An IndirectObject refers to an actual object (it's like a link or alias so that the total size of the PDF can be reduced when the same content appears in multiple places). The getObject method will give you the actual object.

If the object is a text object, then just doing a str() or unicode() on the object should get you the data inside of it.

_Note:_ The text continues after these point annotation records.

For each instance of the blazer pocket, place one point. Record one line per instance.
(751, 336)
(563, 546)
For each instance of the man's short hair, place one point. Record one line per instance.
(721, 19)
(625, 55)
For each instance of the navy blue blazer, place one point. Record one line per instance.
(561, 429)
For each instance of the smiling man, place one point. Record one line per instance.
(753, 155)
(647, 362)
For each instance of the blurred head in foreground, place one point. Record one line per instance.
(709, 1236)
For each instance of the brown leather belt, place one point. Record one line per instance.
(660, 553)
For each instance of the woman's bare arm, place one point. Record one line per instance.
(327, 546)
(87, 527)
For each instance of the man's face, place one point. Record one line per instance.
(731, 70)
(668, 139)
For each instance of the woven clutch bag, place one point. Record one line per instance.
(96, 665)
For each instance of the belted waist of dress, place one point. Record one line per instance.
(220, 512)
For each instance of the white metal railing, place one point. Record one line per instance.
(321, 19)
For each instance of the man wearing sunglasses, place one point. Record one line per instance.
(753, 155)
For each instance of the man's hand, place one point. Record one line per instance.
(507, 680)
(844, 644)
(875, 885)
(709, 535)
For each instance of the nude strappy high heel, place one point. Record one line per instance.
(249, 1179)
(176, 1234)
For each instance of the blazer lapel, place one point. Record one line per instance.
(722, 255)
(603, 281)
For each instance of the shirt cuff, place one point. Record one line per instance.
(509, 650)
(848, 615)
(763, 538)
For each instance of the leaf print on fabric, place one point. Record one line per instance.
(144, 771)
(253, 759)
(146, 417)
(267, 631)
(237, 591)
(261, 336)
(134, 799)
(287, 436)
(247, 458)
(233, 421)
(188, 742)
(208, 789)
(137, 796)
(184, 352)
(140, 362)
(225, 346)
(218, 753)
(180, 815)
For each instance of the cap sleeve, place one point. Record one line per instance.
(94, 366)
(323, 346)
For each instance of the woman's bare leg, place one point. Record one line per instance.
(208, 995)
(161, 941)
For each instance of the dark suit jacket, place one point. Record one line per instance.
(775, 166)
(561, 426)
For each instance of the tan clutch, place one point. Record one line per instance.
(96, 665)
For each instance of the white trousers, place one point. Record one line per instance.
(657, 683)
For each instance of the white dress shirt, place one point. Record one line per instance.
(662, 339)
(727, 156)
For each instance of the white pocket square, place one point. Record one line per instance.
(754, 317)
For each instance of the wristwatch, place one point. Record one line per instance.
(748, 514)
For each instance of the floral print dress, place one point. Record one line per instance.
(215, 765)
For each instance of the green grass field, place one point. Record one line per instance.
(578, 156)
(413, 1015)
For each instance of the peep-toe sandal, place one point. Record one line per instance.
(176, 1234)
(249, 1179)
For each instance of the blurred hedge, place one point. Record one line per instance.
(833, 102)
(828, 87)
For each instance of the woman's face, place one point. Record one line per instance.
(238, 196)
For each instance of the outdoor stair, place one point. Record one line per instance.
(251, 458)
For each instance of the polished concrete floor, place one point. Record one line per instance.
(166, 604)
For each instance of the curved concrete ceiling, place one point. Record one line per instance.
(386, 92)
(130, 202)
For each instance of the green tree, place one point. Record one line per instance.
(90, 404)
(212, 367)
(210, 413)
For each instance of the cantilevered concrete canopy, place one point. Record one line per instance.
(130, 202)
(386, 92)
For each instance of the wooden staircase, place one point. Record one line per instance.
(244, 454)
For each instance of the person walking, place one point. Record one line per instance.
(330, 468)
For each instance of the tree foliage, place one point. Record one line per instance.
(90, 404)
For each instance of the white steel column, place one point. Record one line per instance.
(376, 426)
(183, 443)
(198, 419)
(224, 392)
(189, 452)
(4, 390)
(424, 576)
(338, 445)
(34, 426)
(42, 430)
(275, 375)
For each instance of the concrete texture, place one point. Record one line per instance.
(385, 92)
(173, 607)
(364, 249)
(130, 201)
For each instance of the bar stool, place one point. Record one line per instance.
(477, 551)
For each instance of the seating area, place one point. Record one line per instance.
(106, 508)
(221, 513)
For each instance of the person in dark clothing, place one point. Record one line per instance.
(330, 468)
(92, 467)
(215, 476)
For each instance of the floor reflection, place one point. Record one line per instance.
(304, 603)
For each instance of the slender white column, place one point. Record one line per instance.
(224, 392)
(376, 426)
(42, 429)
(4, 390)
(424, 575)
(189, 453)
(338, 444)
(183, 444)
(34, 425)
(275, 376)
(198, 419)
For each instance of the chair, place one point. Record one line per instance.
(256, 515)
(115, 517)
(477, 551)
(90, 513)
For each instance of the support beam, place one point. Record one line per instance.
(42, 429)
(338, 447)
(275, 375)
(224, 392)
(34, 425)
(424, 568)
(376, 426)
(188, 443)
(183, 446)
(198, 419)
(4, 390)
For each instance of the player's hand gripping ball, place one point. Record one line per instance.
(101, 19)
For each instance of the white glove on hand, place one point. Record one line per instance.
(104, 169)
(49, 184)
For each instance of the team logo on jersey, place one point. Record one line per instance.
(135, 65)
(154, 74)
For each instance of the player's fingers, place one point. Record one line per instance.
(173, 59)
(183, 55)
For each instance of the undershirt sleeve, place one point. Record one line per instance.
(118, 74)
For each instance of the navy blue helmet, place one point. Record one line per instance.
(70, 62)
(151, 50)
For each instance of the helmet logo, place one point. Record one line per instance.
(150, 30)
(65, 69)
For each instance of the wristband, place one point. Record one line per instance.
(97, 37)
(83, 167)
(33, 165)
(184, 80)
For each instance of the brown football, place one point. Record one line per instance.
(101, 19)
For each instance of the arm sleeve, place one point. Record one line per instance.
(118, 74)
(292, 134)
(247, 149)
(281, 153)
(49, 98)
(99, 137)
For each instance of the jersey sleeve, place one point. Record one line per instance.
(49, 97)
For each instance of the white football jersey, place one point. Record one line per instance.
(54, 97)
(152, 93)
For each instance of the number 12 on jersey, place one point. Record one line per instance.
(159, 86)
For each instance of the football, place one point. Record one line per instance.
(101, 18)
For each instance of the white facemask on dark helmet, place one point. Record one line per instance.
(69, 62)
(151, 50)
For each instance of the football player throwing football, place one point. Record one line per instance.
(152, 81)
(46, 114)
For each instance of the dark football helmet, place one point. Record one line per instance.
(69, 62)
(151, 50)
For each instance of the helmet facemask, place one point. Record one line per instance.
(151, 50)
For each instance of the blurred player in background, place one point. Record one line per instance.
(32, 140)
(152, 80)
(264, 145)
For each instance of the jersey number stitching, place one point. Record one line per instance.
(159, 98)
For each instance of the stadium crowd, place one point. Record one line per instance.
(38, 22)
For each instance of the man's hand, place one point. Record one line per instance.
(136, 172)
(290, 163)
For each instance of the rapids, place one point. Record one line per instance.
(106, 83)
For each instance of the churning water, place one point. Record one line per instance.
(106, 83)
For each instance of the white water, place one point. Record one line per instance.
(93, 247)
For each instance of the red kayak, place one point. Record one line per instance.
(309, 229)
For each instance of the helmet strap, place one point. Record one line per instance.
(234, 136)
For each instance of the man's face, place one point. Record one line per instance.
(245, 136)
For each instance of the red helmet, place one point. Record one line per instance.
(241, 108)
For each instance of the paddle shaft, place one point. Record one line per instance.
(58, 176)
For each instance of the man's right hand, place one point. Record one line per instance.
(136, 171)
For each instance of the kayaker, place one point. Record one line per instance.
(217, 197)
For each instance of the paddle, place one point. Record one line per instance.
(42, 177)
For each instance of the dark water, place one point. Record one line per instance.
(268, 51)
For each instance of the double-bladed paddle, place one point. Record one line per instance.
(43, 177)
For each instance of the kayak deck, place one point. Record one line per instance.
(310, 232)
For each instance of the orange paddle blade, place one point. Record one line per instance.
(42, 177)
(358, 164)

Alternatively, pyPdf stores the objects in the resolvedObjects attribute. For example, a PDF that contains this object:

13 0 obj
<< /Type /Catalog /Pages 3 0 R >>
endobj

Can be read with this:

>>> import pyPdf
>>> pdf = pyPdf.PdfFileReader(open("pdffile.pdf"))
>>> pages = list(pdf.pages)
>>> pdf.resolvedObjects
{0: {2: {'/Parent': IndirectObject(3, 0), '/Contents': IndirectObject(4, 0), '/Type': '/Page', '/Resources': IndirectObject(6, 0), '/MediaBox': [0, 0, 595.2756, 841.8898]}, 3: {'/Kids': [IndirectObject(2, 0)], '/Count': 1, '/Type': '/Pages', '/MediaBox': [0, 0, 595.2756, 841.8898]}, 4: {'/Filter': '/FlateDecode'}, 5: 147, 6: {'/ColorSpace': {'/Cs1': IndirectObject(7, 0)}, '/ExtGState': {'/Gs2': IndirectObject(9, 0), '/Gs1': IndirectObject(10, 0)}, '/ProcSet': ['/PDF', '/Text'], '/Font': {'/F1.0': IndirectObject(8, 0)}}, 13: {'/Type': '/Catalog', '/Pages': IndirectObject(3, 0)}}}
>>> pdf.resolvedObjects[0][13]
{'/Type': '/Catalog', '/Pages': IndirectObject(3, 0)}
一页 2024-07-18 20:19:19

如果到处寻找物体,耶希亚的方法就很好。 我的猜测(查看 PDF)是它总是在同一个位置(第一页,在“MC0”属性中),因此查找字符串的更简单的方法是:

import pyPdf
pdf = pyPdf.PdfFileReader(open("file.pdf"))
pdf.getPage(0)['/Resources']['/Properties']['/MC0']['/MYOBJECT'].getData()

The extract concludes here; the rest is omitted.